In short, onboarding a community into HealthPlus “recreates everything about that community,” Elliott said. 

“We intentionally disrupt a senior living community and every single element of the way that it runs changes,” she added. “It is a major transformation, and there’s a lot of work.”

The program trains Brookdale caregivers how to spot changes in a resident’s overall health. The operator’s salespeople also get a new playbook for discussing the program with families.

Also crucial to the program’s success is technology, specifically the use of electronic health records to track and manage resident conditions. The company benchmarks the program in a dashboard with a variety of key performance indicators, Elliott said.

At the end of the day, all of this can manifest in different ways at the resident level. For example, one resident might enter a community having only seen a cardiologist in recent years. Through evaluation and analysis, the operator might determine that the resident needs other kinds of care, or to see other kinds of doctors.

Depending on their needs, residents may get wellness visits, immunizations, and health screenings through the program. Along the way, Brookdale keeps all parties – residents, their families, payers and physicians – in the loop to best coordinate care.

According to Brookdale, communities using HealthPlus have seen 78% fewer urgent care visits, 36% fewer hospitalizations for residents and 63% more completed annual resident wellness visits. Baier has also noted in the past that communities using it are faster to grow “profitability” than those not offering it.

“If you truly surround them with the right experience and the right collaboration, it’s a game-changer,” Elliott said.

And diligently tracking resident health outcomes and conditions has other benefits in the form of highlighting best practices and other patterns in operations.

“When the magic happens, how do we take and repeat that, and then … when you’re rolling something out, how do you set the stage for success?” she added.

The program also is well-liked by some of the company’s nurses, who enjoy using the many skills they honed in school and on other jobs to help meet resident health and wellness needs.

“They love working at the top of their license,” Elliott added. “If we can keep our nurses happy in the way that they are involved, that’s been a big win.”

All in service of value-based care

As both Baier and Elliott have noted, the company is doing all of this in an effort to position itself as a leader in senior living resident wellspan as the value-based care trend continues to gain steam.

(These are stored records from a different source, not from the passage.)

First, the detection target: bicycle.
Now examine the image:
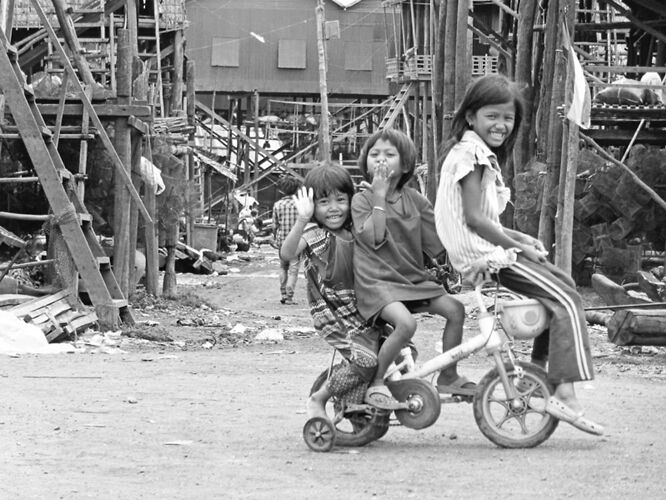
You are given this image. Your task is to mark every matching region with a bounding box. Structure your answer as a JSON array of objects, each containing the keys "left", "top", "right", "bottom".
[{"left": 303, "top": 283, "right": 559, "bottom": 452}]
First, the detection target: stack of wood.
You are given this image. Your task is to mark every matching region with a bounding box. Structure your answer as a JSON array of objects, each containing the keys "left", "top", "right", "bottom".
[
  {"left": 153, "top": 116, "right": 195, "bottom": 144},
  {"left": 587, "top": 268, "right": 666, "bottom": 346},
  {"left": 7, "top": 289, "right": 97, "bottom": 342},
  {"left": 572, "top": 145, "right": 666, "bottom": 281}
]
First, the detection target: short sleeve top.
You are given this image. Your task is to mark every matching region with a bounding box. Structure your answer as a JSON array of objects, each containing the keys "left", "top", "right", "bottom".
[{"left": 435, "top": 130, "right": 516, "bottom": 275}]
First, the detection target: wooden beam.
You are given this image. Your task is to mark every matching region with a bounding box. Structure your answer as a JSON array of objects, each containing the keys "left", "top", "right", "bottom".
[
  {"left": 632, "top": 0, "right": 666, "bottom": 17},
  {"left": 196, "top": 100, "right": 303, "bottom": 180},
  {"left": 482, "top": 0, "right": 520, "bottom": 19},
  {"left": 31, "top": 0, "right": 150, "bottom": 220},
  {"left": 37, "top": 103, "right": 152, "bottom": 120},
  {"left": 605, "top": 0, "right": 666, "bottom": 47},
  {"left": 127, "top": 116, "right": 150, "bottom": 135}
]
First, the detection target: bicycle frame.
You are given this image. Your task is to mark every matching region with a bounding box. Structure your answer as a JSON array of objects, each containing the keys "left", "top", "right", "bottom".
[{"left": 385, "top": 282, "right": 536, "bottom": 398}]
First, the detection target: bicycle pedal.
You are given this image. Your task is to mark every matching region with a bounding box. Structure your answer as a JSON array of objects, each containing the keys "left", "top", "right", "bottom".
[{"left": 439, "top": 394, "right": 474, "bottom": 404}]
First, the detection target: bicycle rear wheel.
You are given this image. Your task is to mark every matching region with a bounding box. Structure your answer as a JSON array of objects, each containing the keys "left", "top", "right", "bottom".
[
  {"left": 472, "top": 362, "right": 558, "bottom": 448},
  {"left": 310, "top": 365, "right": 390, "bottom": 446}
]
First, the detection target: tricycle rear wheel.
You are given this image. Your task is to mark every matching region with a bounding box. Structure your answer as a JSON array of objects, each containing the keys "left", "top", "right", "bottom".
[{"left": 310, "top": 364, "right": 390, "bottom": 446}]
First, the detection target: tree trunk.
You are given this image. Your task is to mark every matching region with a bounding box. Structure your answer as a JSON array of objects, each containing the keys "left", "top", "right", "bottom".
[
  {"left": 514, "top": 2, "right": 537, "bottom": 176},
  {"left": 539, "top": 0, "right": 569, "bottom": 256}
]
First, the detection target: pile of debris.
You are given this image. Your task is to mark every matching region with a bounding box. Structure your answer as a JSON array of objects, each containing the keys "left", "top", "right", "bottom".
[
  {"left": 586, "top": 266, "right": 666, "bottom": 346},
  {"left": 0, "top": 226, "right": 97, "bottom": 342}
]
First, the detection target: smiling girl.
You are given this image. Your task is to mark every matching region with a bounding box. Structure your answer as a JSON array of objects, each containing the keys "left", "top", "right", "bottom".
[
  {"left": 280, "top": 163, "right": 379, "bottom": 426},
  {"left": 435, "top": 75, "right": 603, "bottom": 434}
]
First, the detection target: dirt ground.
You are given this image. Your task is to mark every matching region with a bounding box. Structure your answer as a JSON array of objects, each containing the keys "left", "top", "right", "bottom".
[{"left": 0, "top": 247, "right": 666, "bottom": 499}]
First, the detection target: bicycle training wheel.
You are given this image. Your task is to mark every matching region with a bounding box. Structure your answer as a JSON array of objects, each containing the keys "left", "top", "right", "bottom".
[
  {"left": 303, "top": 417, "right": 335, "bottom": 452},
  {"left": 472, "top": 362, "right": 558, "bottom": 448},
  {"left": 310, "top": 364, "right": 390, "bottom": 446},
  {"left": 386, "top": 378, "right": 442, "bottom": 429}
]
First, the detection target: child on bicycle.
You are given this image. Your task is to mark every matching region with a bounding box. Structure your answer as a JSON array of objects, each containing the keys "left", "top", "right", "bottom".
[
  {"left": 352, "top": 129, "right": 475, "bottom": 408},
  {"left": 435, "top": 75, "right": 603, "bottom": 434},
  {"left": 280, "top": 163, "right": 379, "bottom": 419}
]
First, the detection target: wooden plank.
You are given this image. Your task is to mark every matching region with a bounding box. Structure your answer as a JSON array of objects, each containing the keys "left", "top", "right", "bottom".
[
  {"left": 608, "top": 309, "right": 666, "bottom": 346},
  {"left": 23, "top": 299, "right": 72, "bottom": 325},
  {"left": 53, "top": 73, "right": 69, "bottom": 148},
  {"left": 64, "top": 312, "right": 98, "bottom": 335},
  {"left": 0, "top": 293, "right": 34, "bottom": 307},
  {"left": 9, "top": 288, "right": 73, "bottom": 318}
]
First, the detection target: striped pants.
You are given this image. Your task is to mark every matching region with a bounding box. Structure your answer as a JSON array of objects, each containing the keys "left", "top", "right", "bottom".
[{"left": 495, "top": 255, "right": 594, "bottom": 385}]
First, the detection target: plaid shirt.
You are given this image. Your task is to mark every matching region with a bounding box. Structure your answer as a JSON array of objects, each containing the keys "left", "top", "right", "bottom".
[{"left": 273, "top": 196, "right": 298, "bottom": 248}]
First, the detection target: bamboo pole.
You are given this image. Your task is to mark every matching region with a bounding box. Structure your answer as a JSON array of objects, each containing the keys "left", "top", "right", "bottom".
[{"left": 314, "top": 0, "right": 331, "bottom": 160}]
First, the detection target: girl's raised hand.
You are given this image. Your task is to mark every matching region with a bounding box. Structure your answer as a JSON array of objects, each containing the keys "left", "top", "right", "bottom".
[
  {"left": 292, "top": 186, "right": 314, "bottom": 221},
  {"left": 372, "top": 161, "right": 393, "bottom": 198}
]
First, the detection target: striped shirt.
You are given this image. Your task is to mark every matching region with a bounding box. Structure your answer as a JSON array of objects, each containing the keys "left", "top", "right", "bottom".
[
  {"left": 435, "top": 130, "right": 516, "bottom": 276},
  {"left": 273, "top": 196, "right": 298, "bottom": 248}
]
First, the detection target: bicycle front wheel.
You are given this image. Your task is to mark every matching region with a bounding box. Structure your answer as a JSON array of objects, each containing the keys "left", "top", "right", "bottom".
[{"left": 473, "top": 362, "right": 558, "bottom": 448}]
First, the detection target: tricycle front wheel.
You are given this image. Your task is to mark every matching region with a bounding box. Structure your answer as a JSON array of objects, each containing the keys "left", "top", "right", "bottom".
[{"left": 473, "top": 362, "right": 558, "bottom": 448}]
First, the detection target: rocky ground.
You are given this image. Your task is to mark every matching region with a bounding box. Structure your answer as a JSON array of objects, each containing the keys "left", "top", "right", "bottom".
[{"left": 0, "top": 246, "right": 666, "bottom": 499}]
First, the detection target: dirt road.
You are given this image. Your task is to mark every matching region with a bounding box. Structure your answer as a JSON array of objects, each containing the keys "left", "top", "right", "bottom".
[{"left": 0, "top": 250, "right": 666, "bottom": 499}]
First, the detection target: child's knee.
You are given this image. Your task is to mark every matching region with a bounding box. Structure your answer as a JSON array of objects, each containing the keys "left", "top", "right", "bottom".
[
  {"left": 391, "top": 314, "right": 416, "bottom": 341},
  {"left": 446, "top": 300, "right": 465, "bottom": 325}
]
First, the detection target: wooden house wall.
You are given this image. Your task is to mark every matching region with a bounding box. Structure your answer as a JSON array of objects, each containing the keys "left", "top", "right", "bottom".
[{"left": 186, "top": 0, "right": 389, "bottom": 96}]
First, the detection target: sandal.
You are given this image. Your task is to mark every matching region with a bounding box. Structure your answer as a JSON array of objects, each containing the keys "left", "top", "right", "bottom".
[
  {"left": 546, "top": 396, "right": 604, "bottom": 436},
  {"left": 437, "top": 375, "right": 476, "bottom": 396}
]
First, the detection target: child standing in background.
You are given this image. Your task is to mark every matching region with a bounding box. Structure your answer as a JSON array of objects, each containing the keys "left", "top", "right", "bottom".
[
  {"left": 435, "top": 75, "right": 603, "bottom": 434},
  {"left": 352, "top": 129, "right": 476, "bottom": 408},
  {"left": 273, "top": 175, "right": 301, "bottom": 304},
  {"left": 280, "top": 163, "right": 379, "bottom": 420}
]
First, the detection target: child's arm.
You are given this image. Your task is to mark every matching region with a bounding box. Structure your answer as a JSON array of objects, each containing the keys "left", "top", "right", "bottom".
[
  {"left": 504, "top": 227, "right": 548, "bottom": 255},
  {"left": 419, "top": 195, "right": 444, "bottom": 258},
  {"left": 460, "top": 165, "right": 546, "bottom": 263},
  {"left": 352, "top": 163, "right": 393, "bottom": 246},
  {"left": 273, "top": 205, "right": 280, "bottom": 238},
  {"left": 280, "top": 187, "right": 314, "bottom": 260}
]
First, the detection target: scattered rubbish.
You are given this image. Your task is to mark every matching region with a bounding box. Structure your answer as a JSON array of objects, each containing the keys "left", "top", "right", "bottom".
[
  {"left": 163, "top": 439, "right": 194, "bottom": 446},
  {"left": 254, "top": 328, "right": 284, "bottom": 342},
  {"left": 229, "top": 323, "right": 247, "bottom": 334}
]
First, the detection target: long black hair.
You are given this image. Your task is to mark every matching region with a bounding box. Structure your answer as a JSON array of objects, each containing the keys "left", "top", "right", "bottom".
[{"left": 439, "top": 75, "right": 525, "bottom": 165}]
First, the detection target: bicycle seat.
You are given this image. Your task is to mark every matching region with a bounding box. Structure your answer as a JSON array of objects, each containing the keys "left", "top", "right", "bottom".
[{"left": 498, "top": 299, "right": 548, "bottom": 339}]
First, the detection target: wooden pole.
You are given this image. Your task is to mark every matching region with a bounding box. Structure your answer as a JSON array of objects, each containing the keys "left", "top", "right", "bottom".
[
  {"left": 454, "top": 0, "right": 471, "bottom": 106},
  {"left": 171, "top": 30, "right": 185, "bottom": 112},
  {"left": 440, "top": 0, "right": 458, "bottom": 142},
  {"left": 315, "top": 0, "right": 331, "bottom": 161},
  {"left": 538, "top": 0, "right": 564, "bottom": 254},
  {"left": 252, "top": 89, "right": 259, "bottom": 199},
  {"left": 513, "top": 2, "right": 537, "bottom": 176},
  {"left": 52, "top": 0, "right": 97, "bottom": 88},
  {"left": 185, "top": 60, "right": 195, "bottom": 243},
  {"left": 143, "top": 137, "right": 160, "bottom": 297},
  {"left": 113, "top": 29, "right": 132, "bottom": 297}
]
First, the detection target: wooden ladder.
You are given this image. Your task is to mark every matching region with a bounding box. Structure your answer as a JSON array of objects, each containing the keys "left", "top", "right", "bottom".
[
  {"left": 0, "top": 30, "right": 134, "bottom": 329},
  {"left": 378, "top": 82, "right": 414, "bottom": 130}
]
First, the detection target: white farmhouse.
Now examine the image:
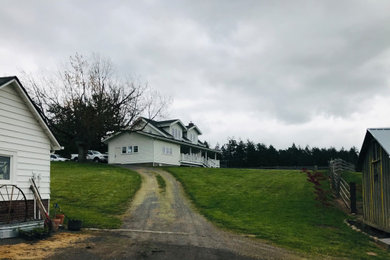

According to an analysis from ATI Advisory, the national MA penetration is 50.2% in 2024, which is up from 47.9% in 2023. The Centers for Medicare & Medicaid Services (CMS) has also set a goal of having all traditional Medicare beneficiaries and the vast majority of Medicaid beneficiaries in accountable care relationships by 2030.

“When you look at value-based care, the possibilities are endless,” she said. “If you don’t get that foundation right and you don’t have the true elements of a program that will do it, then you’re just not set up for the future.”

For the average resident and their families, “value-based care is a difference between night and day,” she added. Under HealthPlus, Brookdale has negotiated a per-member, per-month plan for residents in qualified health plans.

“It’s hard to navigate a healthcare system where they’re bouncing back and forth between different specialists and doctors. In many cases, they’re not even seeing a PCP,” she said. “When you have a very fragmented health care experience, and somebody has six or more chronic conditions, how you manage that really takes a lot of coordination, collaboration and everybody has to do their part.”

Looking ahead, those trends mean HealthPlus will continue to be a big part of what Brookdale does. HealthPlus has also been an important differentiator in the operator’s value proposition to new residents.

“We’re prioritizing the markets and the communities where we feel like it can make the most impact,” Elliott said. “Whether it’s this or value based care, we’re going to continue to lean into how we completely embrace and change the way that our residents receive care.”